When I do something like this, something I regret instantly (or on reflection), I can choose to do one of several things.
1) Curse myself, "Stupid, stupid, stupid!"

2) deny I did anything wrong, "He needed to be told..."

3) Use the experience to understand that all of us sometimes say things that are inappropriate, without any *intention* of hurting the person we're speaking to. Use that self knowledge as a ground for compassion for those who may make the same kinds of stupid, inappropriate, off-the-cuff remarks to me. (As you well know those happen!)

I like what Jane said, "Sometimes you do open your mouth and your parent's words come out!" In my case those words were so critical I've spent a lifetime reading that criticism into every voice I hear.

That's still a struggle for me. No one wanted a disabled child in the 1940s. I was constantly harangued and shamed to "work harder" so I could go without bracing and crutches, "stop being lazy", called "stupid" because my legs didn't work. Those voices become ingrained in my psyche, "Not good enough, not good enough, not good enough, shame, shame, shame."

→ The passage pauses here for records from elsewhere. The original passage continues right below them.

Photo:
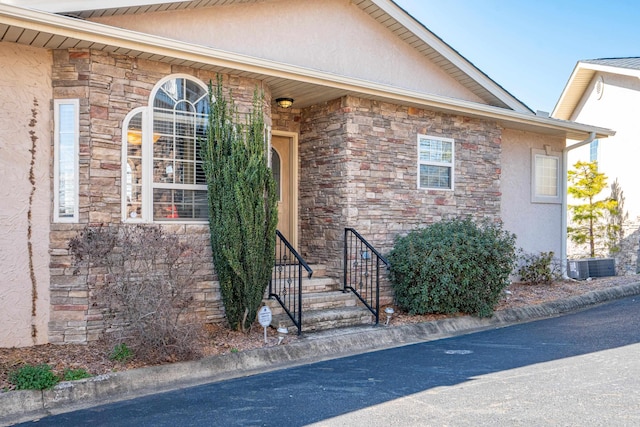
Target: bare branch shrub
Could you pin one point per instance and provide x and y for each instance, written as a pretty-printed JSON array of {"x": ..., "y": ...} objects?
[{"x": 143, "y": 278}]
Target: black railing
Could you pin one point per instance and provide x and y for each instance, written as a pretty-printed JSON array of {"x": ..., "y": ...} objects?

After hearing it all the years I was growing up I incorporated it and rebelled. But was deeply unhappy. I had to find an escape from my anger and belligerence.

Years of therapy helped. :) "Excuse, rather than accuse", has become my motto. I am allowed to be human and make mistakes, not treat people badly, but extend compassion to myself as well as others.

I've written a book trying to say don't be hard on yourself Dave, you don't have to be perfect.

Anonymous said...

"be careful" has the word CARE in it. I use this phrase as a sign of sympathy for another being.

My mother cares for me she is worried sometimes even at the age of nearly forty I decided that it is just a sign of being loved by her. Not as a sign of beign taught or conditioned.

If I stop careing and being concerened for the wellbeing of others, than I will start to worry for my own humanity.